Tim, menurut Juniver mengendus keanehan. Pasalnya,  jauh sebelum persidangan digelar, Jaksa Agung Hendarman Supandji menyatakan akan menuntut maksimal mantan anak buahnya itu. Dengan fakta ini, jelas Juniver, terlihat jelas tuntutan telah dibuat jauh-jauh hari. Dengan begitu, sidang yang digelar hanya formalitas belaka.  “Bagaimana mungkin Jaksa Agung sudah membuat pernyataan akan melakukan tuntutan maksimal,” ujarnya.

Mengenai peran Sigit, tim penasihat hukum dalam uraian pledoi kliennnya menilai bahwa pengusaha itu bertindak layaknya seorang intelijen. Ia selalu tahu keberadaan Antasari. Mungkin karena pengawal Antasari diberi uang.  Anehnya, kata Hotma Sitompoel, Sigit yang berlatar belakang sipil dan pengusaha telah mengetahui lebih dahulu tim bentukan Kapolri di bawah komando Kapolres Jakarta Selatan Kombes Chaerul Anwar. Padahal, Antasari dan Williardi belum mengetahui adanya tim tersebut. Lantas, “Siapa sebenarnya Sigit Haryo Wibisono yang notabene seorang pengusaha tetapi memiliki akses penting dan sangat luar biasa di lembaga-lembaga aparat penegak hukum maupun pemerintah?. Anggota intelijenkah dia?. Dengan peran yang luar biasa itu,  rasanya dapat diduga atau disinyalir bahwa Sigit juga merupakan bagian dari pelaku konspirasi,” ujar Hotma saat membacakan pledoi kliennya.

Saat memberikan keterangan sebagai saksi mahkota di persidangan Antasari, Sigit mencabut BAP tertanggal 2 Mei 2009. Hal serupa terjadi pada Williardi saat menjadi saksi mahkota di persidangan Antasari. Williardi pun mencabut BAP 30 April 2009. Williardi mengakui pada pertemuan dengan Antasari, ia dan Sigit di kediaman Sigit tidak terdapat kalimat untuk menghabisi nyawa Nasrudin sebagaimana tudingan penuntut umum dalam surat dakwaan. Tim penasihat hukum berkesimpulan tidak ada alat bukti yang sah untuk dapat mendukung pembuktian dakwaan,” ujarnya Hotma.

Ditemui usai sidang, anggota tim penuntut umum M Pandiangan menampik tudingan penasihat hukum dan terdakwa perihal surat tuntutan tidak berdasar dengan fakta persidangan. Penuntut umum mempersilahkan penasihat hukum dan terdakwa mempunyai pandangan berbeda terhadap perkara tersebut. Perihal tudingan adanya rekasaya dan grand skenario  maupun konspirasi oleh pihak ketiga, M Pandiangan balik bertanya. “Itu versi mereka. Pernah tidak, mereka menyebut pihak ketiga?. Masa mereka menyebarkan tuduhan tapi tidak menyebut orangnya,” ujarnya. 

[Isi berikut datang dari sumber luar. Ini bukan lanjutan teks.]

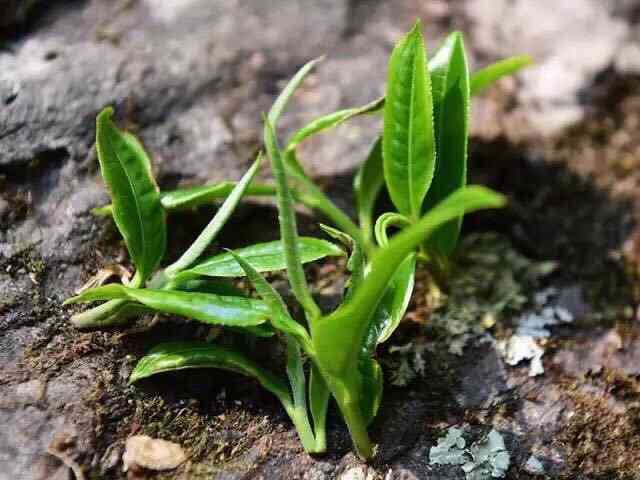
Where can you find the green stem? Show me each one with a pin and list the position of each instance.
(301, 423)
(113, 312)
(357, 426)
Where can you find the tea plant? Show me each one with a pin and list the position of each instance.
(425, 119)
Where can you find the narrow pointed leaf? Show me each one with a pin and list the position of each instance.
(394, 303)
(356, 262)
(192, 197)
(217, 222)
(288, 227)
(367, 185)
(336, 351)
(195, 196)
(372, 386)
(205, 307)
(264, 257)
(319, 396)
(451, 97)
(281, 102)
(280, 317)
(408, 137)
(173, 356)
(487, 76)
(137, 210)
(332, 120)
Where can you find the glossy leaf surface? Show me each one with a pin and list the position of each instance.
(137, 211)
(205, 307)
(451, 96)
(367, 185)
(408, 137)
(394, 302)
(169, 357)
(486, 76)
(195, 196)
(339, 336)
(280, 317)
(217, 222)
(264, 257)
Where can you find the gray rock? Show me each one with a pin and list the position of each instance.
(558, 36)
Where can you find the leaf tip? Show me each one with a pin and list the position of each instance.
(105, 114)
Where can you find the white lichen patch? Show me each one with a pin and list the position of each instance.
(485, 459)
(522, 347)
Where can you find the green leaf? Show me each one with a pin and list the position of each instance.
(195, 196)
(408, 142)
(394, 302)
(313, 197)
(264, 257)
(356, 262)
(113, 312)
(192, 197)
(338, 338)
(386, 220)
(372, 386)
(205, 307)
(137, 210)
(367, 185)
(288, 227)
(494, 72)
(172, 356)
(330, 121)
(281, 102)
(216, 223)
(280, 317)
(319, 395)
(451, 97)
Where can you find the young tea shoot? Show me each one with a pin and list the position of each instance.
(419, 157)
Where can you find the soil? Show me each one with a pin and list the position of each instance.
(574, 201)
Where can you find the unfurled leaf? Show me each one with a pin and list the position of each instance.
(450, 87)
(205, 307)
(137, 210)
(372, 386)
(281, 102)
(408, 138)
(280, 317)
(217, 222)
(264, 257)
(169, 357)
(494, 72)
(352, 319)
(367, 185)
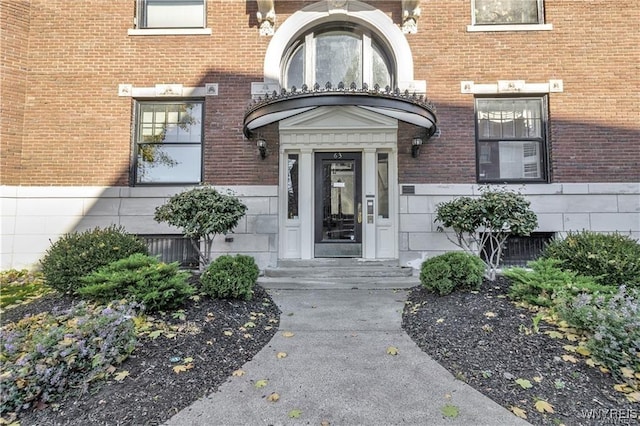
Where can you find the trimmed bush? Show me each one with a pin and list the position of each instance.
(78, 254)
(45, 356)
(545, 281)
(612, 259)
(156, 285)
(613, 325)
(230, 277)
(452, 271)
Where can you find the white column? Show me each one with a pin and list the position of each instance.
(369, 196)
(306, 203)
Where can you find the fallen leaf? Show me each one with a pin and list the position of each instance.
(572, 337)
(543, 406)
(622, 387)
(119, 377)
(627, 372)
(519, 412)
(180, 369)
(633, 396)
(294, 414)
(450, 411)
(583, 350)
(554, 334)
(274, 397)
(524, 383)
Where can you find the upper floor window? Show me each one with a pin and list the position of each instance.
(507, 12)
(171, 14)
(511, 140)
(168, 142)
(335, 55)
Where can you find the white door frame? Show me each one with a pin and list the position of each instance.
(335, 129)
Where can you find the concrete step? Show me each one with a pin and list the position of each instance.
(343, 283)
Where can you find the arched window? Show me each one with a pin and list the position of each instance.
(335, 55)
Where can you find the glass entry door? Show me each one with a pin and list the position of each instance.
(338, 205)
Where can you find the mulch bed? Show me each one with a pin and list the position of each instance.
(153, 391)
(488, 342)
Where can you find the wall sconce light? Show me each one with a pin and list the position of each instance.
(262, 147)
(416, 143)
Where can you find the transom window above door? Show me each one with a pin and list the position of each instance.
(337, 54)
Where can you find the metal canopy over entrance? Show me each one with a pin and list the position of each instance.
(412, 108)
(338, 193)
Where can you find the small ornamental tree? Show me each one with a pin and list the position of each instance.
(202, 213)
(481, 225)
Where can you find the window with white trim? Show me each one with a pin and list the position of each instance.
(343, 54)
(511, 139)
(168, 142)
(158, 14)
(507, 12)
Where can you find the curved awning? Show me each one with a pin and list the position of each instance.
(411, 108)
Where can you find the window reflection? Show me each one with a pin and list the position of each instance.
(169, 142)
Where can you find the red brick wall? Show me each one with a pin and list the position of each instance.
(77, 131)
(14, 39)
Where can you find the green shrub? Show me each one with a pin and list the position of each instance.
(230, 277)
(612, 259)
(546, 281)
(45, 356)
(22, 286)
(156, 285)
(613, 325)
(450, 271)
(78, 254)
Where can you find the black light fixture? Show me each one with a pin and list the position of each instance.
(416, 143)
(262, 147)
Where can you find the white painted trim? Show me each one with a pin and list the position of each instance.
(168, 31)
(175, 90)
(518, 27)
(353, 11)
(511, 86)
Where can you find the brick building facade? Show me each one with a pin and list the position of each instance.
(110, 107)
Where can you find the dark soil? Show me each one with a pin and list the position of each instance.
(487, 352)
(153, 392)
(490, 352)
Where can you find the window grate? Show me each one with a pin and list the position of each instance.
(517, 250)
(172, 248)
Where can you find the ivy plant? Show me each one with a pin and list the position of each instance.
(202, 213)
(481, 225)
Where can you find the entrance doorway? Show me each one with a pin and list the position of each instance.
(338, 204)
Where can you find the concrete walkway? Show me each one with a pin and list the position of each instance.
(337, 370)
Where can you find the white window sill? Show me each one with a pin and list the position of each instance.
(169, 31)
(521, 27)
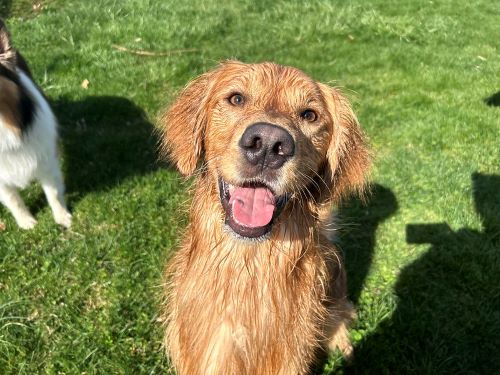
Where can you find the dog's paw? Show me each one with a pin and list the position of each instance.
(63, 218)
(26, 222)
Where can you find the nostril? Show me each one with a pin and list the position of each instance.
(257, 143)
(278, 149)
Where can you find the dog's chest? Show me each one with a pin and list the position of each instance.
(249, 312)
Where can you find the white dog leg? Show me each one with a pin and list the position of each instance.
(10, 197)
(53, 187)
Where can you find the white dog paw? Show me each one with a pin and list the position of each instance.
(26, 222)
(63, 218)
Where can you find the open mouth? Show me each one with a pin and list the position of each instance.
(250, 209)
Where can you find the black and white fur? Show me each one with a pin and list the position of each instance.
(28, 148)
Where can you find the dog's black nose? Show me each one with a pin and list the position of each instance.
(267, 144)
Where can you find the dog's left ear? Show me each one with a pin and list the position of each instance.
(184, 125)
(348, 159)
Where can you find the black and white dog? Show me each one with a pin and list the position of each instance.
(28, 137)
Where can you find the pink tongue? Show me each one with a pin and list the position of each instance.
(252, 207)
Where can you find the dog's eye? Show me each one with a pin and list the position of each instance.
(236, 99)
(309, 115)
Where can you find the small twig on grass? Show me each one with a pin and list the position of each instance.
(153, 54)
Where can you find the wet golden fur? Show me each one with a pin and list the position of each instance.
(236, 306)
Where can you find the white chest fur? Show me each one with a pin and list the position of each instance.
(21, 157)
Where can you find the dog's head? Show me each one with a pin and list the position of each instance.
(266, 134)
(16, 106)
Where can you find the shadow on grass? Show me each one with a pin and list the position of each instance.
(448, 316)
(5, 6)
(493, 100)
(106, 139)
(357, 235)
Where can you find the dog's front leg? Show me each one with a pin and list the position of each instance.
(53, 187)
(10, 197)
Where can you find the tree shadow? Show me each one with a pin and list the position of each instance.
(360, 221)
(493, 100)
(106, 139)
(448, 316)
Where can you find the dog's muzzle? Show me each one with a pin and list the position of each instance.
(267, 145)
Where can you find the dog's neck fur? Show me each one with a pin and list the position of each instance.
(266, 275)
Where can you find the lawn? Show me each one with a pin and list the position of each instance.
(423, 254)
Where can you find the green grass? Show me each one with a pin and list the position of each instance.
(423, 255)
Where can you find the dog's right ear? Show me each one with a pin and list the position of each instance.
(6, 49)
(184, 125)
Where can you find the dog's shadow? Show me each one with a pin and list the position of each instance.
(493, 100)
(359, 221)
(447, 320)
(105, 139)
(5, 6)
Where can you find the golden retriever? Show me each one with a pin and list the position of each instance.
(256, 287)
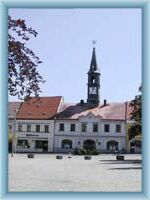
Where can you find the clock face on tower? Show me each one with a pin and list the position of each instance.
(92, 90)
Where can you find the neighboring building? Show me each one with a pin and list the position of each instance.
(13, 108)
(35, 124)
(48, 124)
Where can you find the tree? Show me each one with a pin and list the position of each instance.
(136, 116)
(23, 76)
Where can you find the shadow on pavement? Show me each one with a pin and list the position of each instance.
(125, 168)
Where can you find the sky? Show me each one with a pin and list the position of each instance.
(64, 44)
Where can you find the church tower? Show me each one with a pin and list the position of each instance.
(93, 82)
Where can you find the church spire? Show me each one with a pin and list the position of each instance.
(93, 96)
(93, 65)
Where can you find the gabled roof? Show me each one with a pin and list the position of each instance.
(13, 107)
(112, 111)
(39, 108)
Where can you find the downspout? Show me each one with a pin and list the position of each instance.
(126, 128)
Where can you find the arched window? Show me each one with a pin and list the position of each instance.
(66, 144)
(112, 145)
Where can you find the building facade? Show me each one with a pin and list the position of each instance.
(48, 124)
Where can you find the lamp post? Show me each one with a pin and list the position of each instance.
(14, 135)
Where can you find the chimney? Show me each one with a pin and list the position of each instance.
(105, 102)
(82, 102)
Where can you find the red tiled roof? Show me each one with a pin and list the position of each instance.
(12, 109)
(39, 108)
(112, 111)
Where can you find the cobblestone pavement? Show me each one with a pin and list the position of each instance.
(102, 173)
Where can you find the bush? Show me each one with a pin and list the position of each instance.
(78, 151)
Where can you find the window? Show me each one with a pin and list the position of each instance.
(95, 127)
(28, 127)
(61, 127)
(72, 127)
(46, 128)
(118, 128)
(106, 128)
(10, 127)
(84, 127)
(23, 143)
(37, 128)
(19, 127)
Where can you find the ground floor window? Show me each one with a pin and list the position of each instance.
(66, 144)
(89, 145)
(23, 143)
(112, 145)
(41, 144)
(135, 146)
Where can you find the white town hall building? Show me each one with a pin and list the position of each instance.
(48, 124)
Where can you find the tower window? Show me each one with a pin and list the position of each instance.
(46, 128)
(20, 127)
(106, 127)
(95, 127)
(84, 127)
(61, 127)
(72, 127)
(93, 80)
(118, 128)
(28, 127)
(37, 128)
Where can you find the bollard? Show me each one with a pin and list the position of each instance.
(30, 155)
(59, 157)
(87, 157)
(119, 157)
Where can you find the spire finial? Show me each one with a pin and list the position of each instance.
(94, 43)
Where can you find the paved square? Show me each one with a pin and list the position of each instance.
(101, 173)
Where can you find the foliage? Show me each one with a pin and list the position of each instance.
(136, 116)
(23, 76)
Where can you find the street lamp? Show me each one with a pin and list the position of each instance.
(14, 134)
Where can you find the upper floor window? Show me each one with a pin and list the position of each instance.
(72, 127)
(118, 128)
(61, 127)
(84, 127)
(46, 128)
(106, 128)
(28, 127)
(37, 128)
(95, 127)
(19, 127)
(10, 127)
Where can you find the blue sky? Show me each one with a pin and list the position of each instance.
(64, 44)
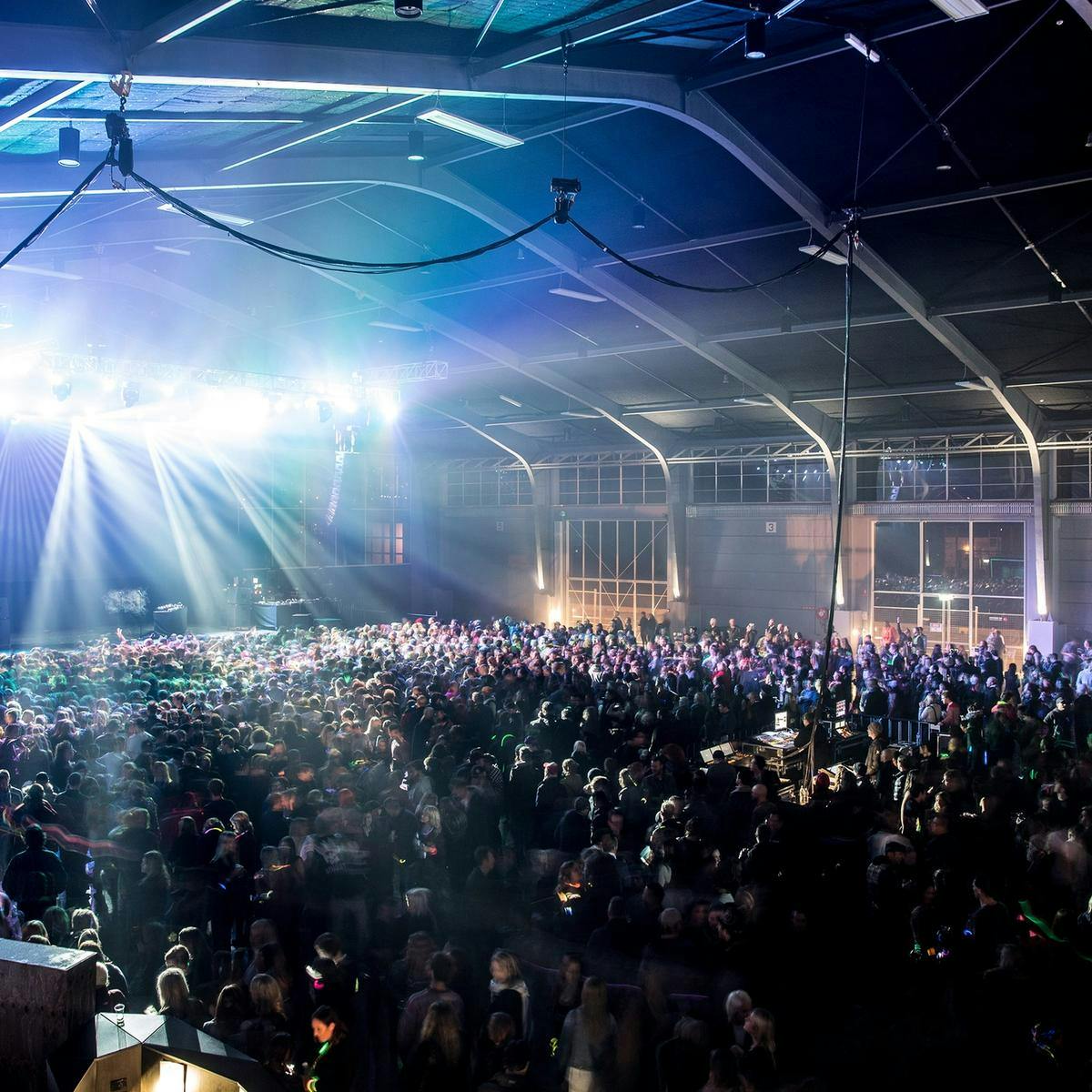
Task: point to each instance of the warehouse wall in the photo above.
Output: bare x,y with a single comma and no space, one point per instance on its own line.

Perihal tidak adanya hal meringankan dalam surat tuntutan, M Pandiangan berkelit. Menurutnya, penasihat hukum adalah representatif dari terdakwa. Pasalnya penasihat hukum selama dalam persidangan acap kali menuding adanya rekayasa. “Iya itu salah satunya membuat gaduh,” ujarnya. Dengan begitu, penuntut umum akan menanggapi pledoi terdakwa dan penasihat hukum secara tertulis dalam replik.

Tidak cabut BAP

Serupa dengan Antasari, Williardi Wizard membacakan pembelaanya paa persidangan terpisah. Williardi dalam pledoinya juga menuding terdapat skenario besar untuk menhancurkannya. Setelah dibacakan surat tuntutan pada pekan lalu, Williardi menuding kejaksan dan penyidik telah membuat skenario. Malahan, ketua tim penuntut umum Bambang Suharyadi berupaya agar Williardi tidak mencabut BAP 30 April 2009.

Pasalnya dalam BAP 30 April 2009 menyebutkan Antasari telah menyuruh dan memerintahkan untuk menghabisi nyawa Nasrudin. Dengan begitu, Williardi kembali pada BAP 29 April 2009. Sebagaimana diketahui, dalam persidangan terdahulu Williardi menyatakan pada saat BAP 30 April 2009 berada dalam tekanan penyidik dan Wakabareskrim Hadyatmoko kala itu.

Dalam uraian pembelaannya, Williardi berpendapat nasib dan kehidupannya telah direncanakan oleh segelintir orang dengan sikap arogan dengan berdasar pada imajinasi semata. Wiiliardi menyanggah telah menganjurkan kepada Edoardus Ndopo Mbete. “Bukan saya yang melakukan penganjuran tapi penyidik dan jaksa  yang secara nyata  telah merencanakan pembunuhan terhadap saya  dan kemudian membuktikannya dalam tuntutan,” ujarnya.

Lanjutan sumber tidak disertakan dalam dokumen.